Java implementation of the GenMiner algorithm for mining equivalence classes and minimal non-redundant association rule from gene expression data.

The software, distributed as an executable JAR file with graphic user interface, integrates the R implementation of the Normalized Discretization method (Nordi) to preprocess gene expression data and a Java implementation of the frequent closed itemsets based algorithm to extract equivalence classes and minimal non-redundant association rules from these data.

Downloads

GenMiner 2.0 (application and user guide)

Reference

GenMiner: Mining informative association rules from genomic data, Ricardo Martinez, Nicolas Pasquier and Claude Pasquier, Bioinformatics, Oxford University Press, September, 2008.

Experimental Results

These results were obtained from the annotations enriched Eisen et al. dataset containing integrated gene expression measures for 2465 Yeast genes and 737 columns (79 discretized gene expression levels and 658 gene annotations).

The gene expression measures were discretized by the Nordi algorithm with a 95% confidence level. The minimal confidence threshold was set to 50% and the minimal support threshold was set to 0.3% (association rules extracted correspond to at least 7 genes).

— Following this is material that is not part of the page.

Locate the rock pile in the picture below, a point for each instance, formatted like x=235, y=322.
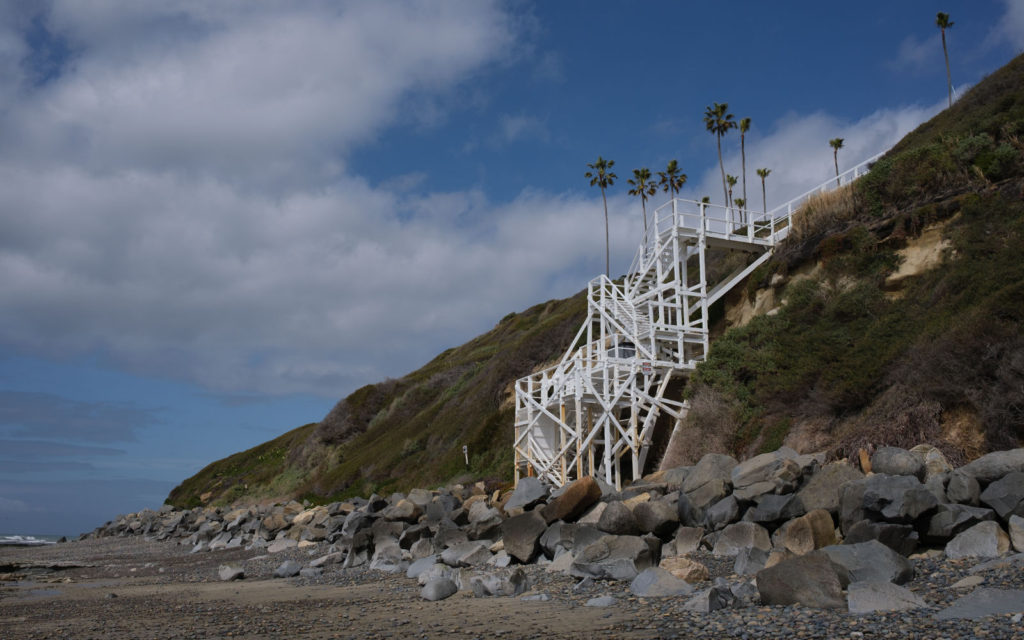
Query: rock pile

Equivalence classes: Frequent closed itemsets: Frequent closed itemsets and their generators extracted by JClose with a minimal support threshold of 0.003. Each equivalence class is represented by a line of the form:
[Generator] [Closed itemset] n
where n is the support (number of genes) of the equivalence class.
Exact association rules: Informative basis for exact association rules (confidence = 100%) displayed in the form:
[antecedent] => [consequent] supp=s conf=c
where s is the support and c is the confidence of the rule.
Approximate association rules: Informative basis for approximate association rules, with a confidence greater or equals to 0.5, displayed in the form:
[antecedent] -> [consequent] supp=s conf=c
where s is the support and c is the confidence of the rule.

Related Publications

Mining association rule bases from integrated genomic data and annotations, Ricardo Martinez, Nicolas Pasquier and Claude Pasquier, Proceedings of the CIBB international conference on Computational Intelligence methods for Bioinformatics and Biostatistics, Salerno, Italy, 2008.

GenMiner: Mining informative association rules from genomic data, Ricardo Martinez, Claude Pasquier and Nicolas Pasquier, Proceedings of the IEEE BIBM international conference on Bioinformatics and Biomedecine, pages 15-22, IEEE Computer Society, 2007.